1Department of Internal Medicine, The Third Affiliated Hospital of Soochow University, Changzhou, People’s Republic of China; 2Institute of Medical Biology, Chinese Academy of Medical Sciences and Peking Union Medical College, Yunnan Key Laboratory of Vaccine Research and Development on Severe Infectious Diseases, Kunming, People’s Republic of China
Correspondence: Chao Tu, Department of Internal Medicine, The Third Affiliated Hospital of Soochow University, 185 Juqian Road, Changzhou, 213000, People’s Republic of China, Email [email protected]

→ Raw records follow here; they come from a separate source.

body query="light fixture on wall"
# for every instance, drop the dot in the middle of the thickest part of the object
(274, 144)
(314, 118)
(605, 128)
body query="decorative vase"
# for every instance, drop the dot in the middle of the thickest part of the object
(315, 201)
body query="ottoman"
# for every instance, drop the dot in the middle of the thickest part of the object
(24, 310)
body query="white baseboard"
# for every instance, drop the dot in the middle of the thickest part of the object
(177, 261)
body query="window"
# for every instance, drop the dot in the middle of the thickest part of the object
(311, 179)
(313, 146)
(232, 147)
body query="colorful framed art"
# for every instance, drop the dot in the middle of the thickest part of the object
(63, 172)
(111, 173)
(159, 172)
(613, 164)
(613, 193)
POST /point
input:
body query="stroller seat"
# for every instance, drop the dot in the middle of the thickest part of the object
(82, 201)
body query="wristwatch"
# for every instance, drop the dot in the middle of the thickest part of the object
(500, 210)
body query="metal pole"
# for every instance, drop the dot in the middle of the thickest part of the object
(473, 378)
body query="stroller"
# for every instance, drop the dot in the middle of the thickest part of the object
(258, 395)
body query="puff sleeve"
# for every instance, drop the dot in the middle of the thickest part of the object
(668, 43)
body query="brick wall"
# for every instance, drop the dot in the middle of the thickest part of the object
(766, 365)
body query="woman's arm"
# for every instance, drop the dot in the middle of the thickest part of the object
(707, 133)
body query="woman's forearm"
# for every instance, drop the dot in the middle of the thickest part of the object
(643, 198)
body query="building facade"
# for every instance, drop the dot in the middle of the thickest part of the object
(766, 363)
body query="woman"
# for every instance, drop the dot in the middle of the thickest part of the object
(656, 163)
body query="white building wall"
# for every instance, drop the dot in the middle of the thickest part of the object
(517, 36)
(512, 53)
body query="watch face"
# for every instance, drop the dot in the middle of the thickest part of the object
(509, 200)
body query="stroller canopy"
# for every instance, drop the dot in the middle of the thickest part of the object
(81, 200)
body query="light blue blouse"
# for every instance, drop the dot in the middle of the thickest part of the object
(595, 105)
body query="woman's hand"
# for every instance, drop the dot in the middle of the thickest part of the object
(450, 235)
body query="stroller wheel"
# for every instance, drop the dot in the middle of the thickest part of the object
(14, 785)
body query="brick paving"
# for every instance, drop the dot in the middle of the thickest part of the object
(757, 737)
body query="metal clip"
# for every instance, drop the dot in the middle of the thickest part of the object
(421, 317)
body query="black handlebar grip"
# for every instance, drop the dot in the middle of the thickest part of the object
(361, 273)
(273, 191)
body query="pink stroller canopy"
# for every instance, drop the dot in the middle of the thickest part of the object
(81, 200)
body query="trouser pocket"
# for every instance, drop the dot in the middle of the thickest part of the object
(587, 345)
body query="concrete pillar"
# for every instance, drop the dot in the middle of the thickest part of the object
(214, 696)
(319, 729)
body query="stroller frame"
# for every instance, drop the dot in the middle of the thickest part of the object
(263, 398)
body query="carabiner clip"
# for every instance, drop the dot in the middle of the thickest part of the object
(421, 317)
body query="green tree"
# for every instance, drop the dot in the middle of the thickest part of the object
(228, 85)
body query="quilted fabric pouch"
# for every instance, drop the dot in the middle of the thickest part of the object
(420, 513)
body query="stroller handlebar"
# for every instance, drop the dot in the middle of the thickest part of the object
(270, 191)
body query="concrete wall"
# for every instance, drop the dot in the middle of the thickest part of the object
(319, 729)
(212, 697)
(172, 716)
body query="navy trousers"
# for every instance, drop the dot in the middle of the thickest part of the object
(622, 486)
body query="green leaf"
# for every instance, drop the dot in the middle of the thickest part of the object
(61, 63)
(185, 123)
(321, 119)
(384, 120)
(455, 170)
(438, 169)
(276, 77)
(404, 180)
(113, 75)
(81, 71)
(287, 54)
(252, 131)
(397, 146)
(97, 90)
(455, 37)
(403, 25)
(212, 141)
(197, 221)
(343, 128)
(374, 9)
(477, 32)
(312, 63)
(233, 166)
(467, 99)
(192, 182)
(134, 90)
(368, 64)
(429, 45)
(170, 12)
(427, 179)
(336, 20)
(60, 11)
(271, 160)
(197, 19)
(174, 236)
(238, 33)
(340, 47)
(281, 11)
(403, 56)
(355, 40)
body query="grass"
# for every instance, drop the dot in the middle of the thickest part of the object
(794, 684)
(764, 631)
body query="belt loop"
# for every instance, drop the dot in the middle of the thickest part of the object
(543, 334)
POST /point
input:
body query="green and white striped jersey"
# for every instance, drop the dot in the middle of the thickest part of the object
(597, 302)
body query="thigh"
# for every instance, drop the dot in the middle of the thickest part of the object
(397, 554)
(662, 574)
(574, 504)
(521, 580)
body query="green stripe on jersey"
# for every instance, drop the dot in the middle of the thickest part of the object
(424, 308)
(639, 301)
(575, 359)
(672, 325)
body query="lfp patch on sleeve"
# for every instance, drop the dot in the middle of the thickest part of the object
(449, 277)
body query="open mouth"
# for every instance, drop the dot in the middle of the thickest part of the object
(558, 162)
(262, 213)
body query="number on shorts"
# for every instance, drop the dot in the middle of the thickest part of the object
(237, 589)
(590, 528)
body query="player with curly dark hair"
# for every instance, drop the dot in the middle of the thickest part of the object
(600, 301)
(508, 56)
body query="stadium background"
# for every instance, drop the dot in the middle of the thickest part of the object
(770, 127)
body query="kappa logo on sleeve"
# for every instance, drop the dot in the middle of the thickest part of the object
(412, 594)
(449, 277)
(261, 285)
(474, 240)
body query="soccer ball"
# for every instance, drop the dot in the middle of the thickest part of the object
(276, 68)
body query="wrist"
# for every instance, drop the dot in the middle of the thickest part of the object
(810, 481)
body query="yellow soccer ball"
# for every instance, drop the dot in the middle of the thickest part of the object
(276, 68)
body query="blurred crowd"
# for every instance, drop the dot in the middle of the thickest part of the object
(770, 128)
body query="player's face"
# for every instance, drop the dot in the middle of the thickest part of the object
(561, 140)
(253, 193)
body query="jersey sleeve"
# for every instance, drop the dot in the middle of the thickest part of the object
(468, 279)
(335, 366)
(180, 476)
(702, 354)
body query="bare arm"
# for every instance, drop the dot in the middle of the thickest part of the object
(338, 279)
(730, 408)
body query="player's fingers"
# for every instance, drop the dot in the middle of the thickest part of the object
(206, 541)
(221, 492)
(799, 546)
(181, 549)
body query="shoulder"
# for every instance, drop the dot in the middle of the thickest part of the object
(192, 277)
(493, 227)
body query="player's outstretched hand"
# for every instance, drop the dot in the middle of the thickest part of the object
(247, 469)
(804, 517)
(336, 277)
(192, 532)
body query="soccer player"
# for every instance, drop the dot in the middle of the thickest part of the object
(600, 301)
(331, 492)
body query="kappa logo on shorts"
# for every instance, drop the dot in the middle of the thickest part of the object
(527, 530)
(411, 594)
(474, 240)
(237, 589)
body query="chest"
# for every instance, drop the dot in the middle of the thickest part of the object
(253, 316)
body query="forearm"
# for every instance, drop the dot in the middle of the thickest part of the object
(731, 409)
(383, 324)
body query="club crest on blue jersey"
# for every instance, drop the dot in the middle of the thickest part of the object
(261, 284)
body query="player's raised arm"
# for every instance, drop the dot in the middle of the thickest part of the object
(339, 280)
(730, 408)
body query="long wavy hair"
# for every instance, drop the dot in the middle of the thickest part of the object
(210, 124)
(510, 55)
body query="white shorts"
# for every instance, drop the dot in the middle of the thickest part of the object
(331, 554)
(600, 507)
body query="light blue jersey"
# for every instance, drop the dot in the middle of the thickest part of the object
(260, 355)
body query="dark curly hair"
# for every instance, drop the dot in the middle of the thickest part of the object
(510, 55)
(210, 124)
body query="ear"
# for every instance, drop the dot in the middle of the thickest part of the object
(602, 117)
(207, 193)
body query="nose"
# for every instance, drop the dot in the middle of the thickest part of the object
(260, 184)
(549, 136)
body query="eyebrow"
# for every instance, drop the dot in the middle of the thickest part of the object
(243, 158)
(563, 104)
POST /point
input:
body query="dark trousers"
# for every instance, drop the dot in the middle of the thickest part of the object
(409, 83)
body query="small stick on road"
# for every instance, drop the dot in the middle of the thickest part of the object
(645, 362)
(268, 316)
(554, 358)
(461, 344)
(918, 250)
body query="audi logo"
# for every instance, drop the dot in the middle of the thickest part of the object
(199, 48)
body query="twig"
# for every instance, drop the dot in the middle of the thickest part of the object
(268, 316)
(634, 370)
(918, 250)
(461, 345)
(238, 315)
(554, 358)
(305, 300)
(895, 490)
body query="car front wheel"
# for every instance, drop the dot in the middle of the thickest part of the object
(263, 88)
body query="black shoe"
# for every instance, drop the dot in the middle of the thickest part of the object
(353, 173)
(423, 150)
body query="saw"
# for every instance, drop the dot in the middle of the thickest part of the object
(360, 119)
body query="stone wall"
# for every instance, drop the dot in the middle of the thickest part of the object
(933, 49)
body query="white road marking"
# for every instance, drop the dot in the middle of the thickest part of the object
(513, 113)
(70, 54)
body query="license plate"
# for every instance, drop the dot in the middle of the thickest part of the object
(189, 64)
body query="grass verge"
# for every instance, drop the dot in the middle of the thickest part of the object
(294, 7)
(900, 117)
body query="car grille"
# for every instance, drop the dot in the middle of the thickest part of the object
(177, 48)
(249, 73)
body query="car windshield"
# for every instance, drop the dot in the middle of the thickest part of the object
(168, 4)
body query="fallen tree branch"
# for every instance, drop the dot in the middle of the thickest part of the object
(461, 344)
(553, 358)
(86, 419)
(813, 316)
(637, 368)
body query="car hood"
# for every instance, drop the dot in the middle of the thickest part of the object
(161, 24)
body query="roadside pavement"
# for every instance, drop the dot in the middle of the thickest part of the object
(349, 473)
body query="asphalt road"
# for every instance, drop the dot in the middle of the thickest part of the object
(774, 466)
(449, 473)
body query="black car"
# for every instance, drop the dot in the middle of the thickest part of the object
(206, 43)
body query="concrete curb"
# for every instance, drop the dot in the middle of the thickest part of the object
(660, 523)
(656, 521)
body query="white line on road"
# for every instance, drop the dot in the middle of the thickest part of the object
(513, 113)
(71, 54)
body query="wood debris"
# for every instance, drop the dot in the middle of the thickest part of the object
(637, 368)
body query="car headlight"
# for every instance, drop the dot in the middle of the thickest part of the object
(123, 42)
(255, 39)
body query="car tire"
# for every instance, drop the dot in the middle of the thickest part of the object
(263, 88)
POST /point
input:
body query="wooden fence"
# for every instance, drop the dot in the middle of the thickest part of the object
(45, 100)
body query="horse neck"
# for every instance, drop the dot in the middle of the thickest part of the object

Abstract: Diabetic kidney disease (DKD) affects an estimated 20– 40% of type 2 diabetes patients and is among the most prevalent microvascular complications in this patient population, contributing to high morbidity and mortality rates. Currently, changes in albuminuria status are thought to be a primary indicator of the onset or progression of DKD, yet progressive nephropathy and renal impairment can occur in certain diabetic individuals who exhibit normal urinary albumin levels, emphasizing the lack of sensitivity and specificity associated with the use of albuminuria as a biomarker for detecting diabetic kidney disease and predicting DKD risk. According to the study, a non-invasive method for early detection or prediction of DKD may involve combining proteomic analytical techniques such second generation sequencing, mass spectrometry, two-dimensional gel electrophoresis, and other advanced system biology algorithms. Another category of proteins of relevance may now be provided by renal tissue biomarkers. The establishment of reliable proteomic biomarkers of DKD represents a novel approach to improving the diagnosis, prognostic evaluation, and treatment of affected patients. In the present review, a series of protein biomarkers that have been characterized to date are discussed, offering a theoretical foundation for future efforts to aid patients suffering from this debilitating microvascular complication.
Keywords: diabetic kidney disease, proteomics, diagnostic biomarkers, therapeutic targets
Diabetic kidney disease (DKD) is a common microvascular complication that impacts 20–40% of individuals diagnosed with type 2 diabetes, resulting in high rates of morbidity and mortality. DKD is diagnosed based on the detection of persistent proteinuria, an albumin creatinine ratio greater than 30 mg/g creatinine, a reduction in the estimated glomerular filtration rate (eGFR), and the progressive deterioration of kidney function.1,2 Persistent hyperglycemia in individuals with diabetes can drive the increased synthesis of extracellular matrix (ECM) proteins, enhanced cell proliferation, and the dysfunction of endothelial cells together with tubular atrophy, interstitial fibrosis, and the thickening of the glomerular and tubular basement membrane as a consequent of inflammation, oxidative stress, and advanced glycation end product (AGE) production.3 DKD development is further driven by the increased accumulation of protein within the renal extracellular matrix, the expansion of the mesangial matrix, glomerular hyperfiltration, tubulointerstitial fibrosis, and the aggravated thickening of the glomerular basement membrane. Injury to glomerular podocytes can also contribute to DKD incidence.1
Both a reduction in eGFR and albuminuria are considered relatively non-specific biomarkers of DKD given that they are also altered in the context of many other chronic glomerular diseases, with 60% of nephron function already being absent with eGFR values falling to the threshold of 60 mL/min/1.73 m2.4 Given that DKD is a prevalent cause of end-stage renal disease (ESRD), it is critical that reliable biomarkers that can guide the diagnosis and treatment of this condition be defined. Both urinary albumin (UALB) and β2-microglobulin (Uβ2m) have been leveraged as biomarkers of glomerular and tubular injury,5 yet these levels and eGFR changes are only evident after substantial glomerular damage has taken place. However, many patients exhibit histopathological alterations in renal structures prior to the onset of microalbuminuria.6 While these changes can be detected through renal biopsy, enabling the more robust diagnosis and monitoring of affected patients, the utility of this approach is limited by the inherent invasivity of biopsy procedures. As such, there is a pressing need for the establishment of new, non-invasive biomarkers that can gauge the risk of future DKD onset or detect this disease while in its earliest stages.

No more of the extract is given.